Why is he so cheerful? "I'm cheerful because God tells me to be cheerful," he says. Li is one of Beijing's 100,000 Christians, something that is central to his philosophy and outlook. He is a believer. "The Bible says that if you ask for justice, justice will come sooner."
Was it a risk meeting a foreigner? "We live in a global village, what's wrong with one of the villagers meeting another?" he deadpans. Will there be consequences? "That's for them [the authorities] to decide." In fact, as the abashed reaction of his minders shows, his meetings with foreigners probably confer a measure of protection.
In line with its economic growth and development, China has been modernising its courts, opening dozens of new law schools and training thousands of new lawyers. Most have obeyed the orders of the vice-minister of justice that "lawyers must support the leadership of the [Communist] Party at all times".
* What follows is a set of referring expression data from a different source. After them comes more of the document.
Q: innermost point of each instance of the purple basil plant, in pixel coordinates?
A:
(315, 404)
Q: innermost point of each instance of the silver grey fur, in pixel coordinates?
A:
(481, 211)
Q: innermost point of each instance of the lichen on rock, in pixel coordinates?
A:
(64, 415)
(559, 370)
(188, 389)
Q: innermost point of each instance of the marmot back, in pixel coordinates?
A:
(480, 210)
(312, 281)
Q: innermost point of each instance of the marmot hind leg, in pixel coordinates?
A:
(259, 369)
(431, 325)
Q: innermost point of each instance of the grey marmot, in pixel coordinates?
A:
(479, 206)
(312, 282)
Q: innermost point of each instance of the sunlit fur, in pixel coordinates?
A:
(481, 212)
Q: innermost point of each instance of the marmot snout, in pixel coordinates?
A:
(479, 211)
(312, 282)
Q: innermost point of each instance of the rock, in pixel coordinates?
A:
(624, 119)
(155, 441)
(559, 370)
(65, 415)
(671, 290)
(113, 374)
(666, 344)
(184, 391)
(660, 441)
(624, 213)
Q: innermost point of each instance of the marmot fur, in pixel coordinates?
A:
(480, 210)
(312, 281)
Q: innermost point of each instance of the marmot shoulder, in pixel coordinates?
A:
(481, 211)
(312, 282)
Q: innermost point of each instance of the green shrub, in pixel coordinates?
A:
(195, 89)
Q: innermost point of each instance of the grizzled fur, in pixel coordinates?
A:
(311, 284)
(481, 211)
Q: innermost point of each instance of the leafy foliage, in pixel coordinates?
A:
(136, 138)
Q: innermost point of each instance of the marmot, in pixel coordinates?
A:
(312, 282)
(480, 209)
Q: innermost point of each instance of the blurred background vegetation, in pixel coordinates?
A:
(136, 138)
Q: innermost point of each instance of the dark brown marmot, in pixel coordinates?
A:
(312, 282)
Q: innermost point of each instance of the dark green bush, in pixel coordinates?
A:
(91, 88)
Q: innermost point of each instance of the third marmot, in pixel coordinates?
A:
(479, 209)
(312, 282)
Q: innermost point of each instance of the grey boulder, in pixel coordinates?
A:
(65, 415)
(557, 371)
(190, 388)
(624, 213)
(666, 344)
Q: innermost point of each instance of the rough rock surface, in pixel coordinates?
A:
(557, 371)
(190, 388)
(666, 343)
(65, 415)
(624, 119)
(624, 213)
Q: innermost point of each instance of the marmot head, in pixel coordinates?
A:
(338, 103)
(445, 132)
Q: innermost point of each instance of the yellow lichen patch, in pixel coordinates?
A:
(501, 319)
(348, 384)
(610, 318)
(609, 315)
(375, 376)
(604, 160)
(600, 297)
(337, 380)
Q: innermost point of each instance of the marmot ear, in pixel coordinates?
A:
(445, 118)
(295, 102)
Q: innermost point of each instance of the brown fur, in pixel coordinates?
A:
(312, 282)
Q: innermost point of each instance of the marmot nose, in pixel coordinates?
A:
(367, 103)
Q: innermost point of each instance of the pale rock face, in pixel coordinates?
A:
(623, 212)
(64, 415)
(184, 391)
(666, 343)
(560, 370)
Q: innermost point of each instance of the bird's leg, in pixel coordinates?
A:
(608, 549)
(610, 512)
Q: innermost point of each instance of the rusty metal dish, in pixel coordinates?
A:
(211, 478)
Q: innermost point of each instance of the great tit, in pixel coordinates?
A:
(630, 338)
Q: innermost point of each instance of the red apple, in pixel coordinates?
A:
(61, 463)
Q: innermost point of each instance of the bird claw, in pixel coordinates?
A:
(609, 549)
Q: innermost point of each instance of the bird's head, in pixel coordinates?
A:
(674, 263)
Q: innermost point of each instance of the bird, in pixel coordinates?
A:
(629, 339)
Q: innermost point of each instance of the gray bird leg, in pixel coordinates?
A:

But not all. As with other things about the new China, a Pandora's box may have been opened. For the moment, as Li admits, the state holds most of the cards. There is no real separation between it and the legal system. "The institutional injustice, the framework, remains," he says. "Everything is decided by the Party."
Time will tell whether Li and his colleagues are mere gadflies in an apparatus of still effectively complete state control or whether they are the first buds of an independent court system. Li, of course, is an optimist.
Li Heping, and the others like him, are, in one sense, very rare exceptions to the general rule of a cowed legal profession. In another sense, they are rather typical of this country - one more small group pushing and prodding at the limits of repression, skating quite consciously on thin ice and sometimes falling through.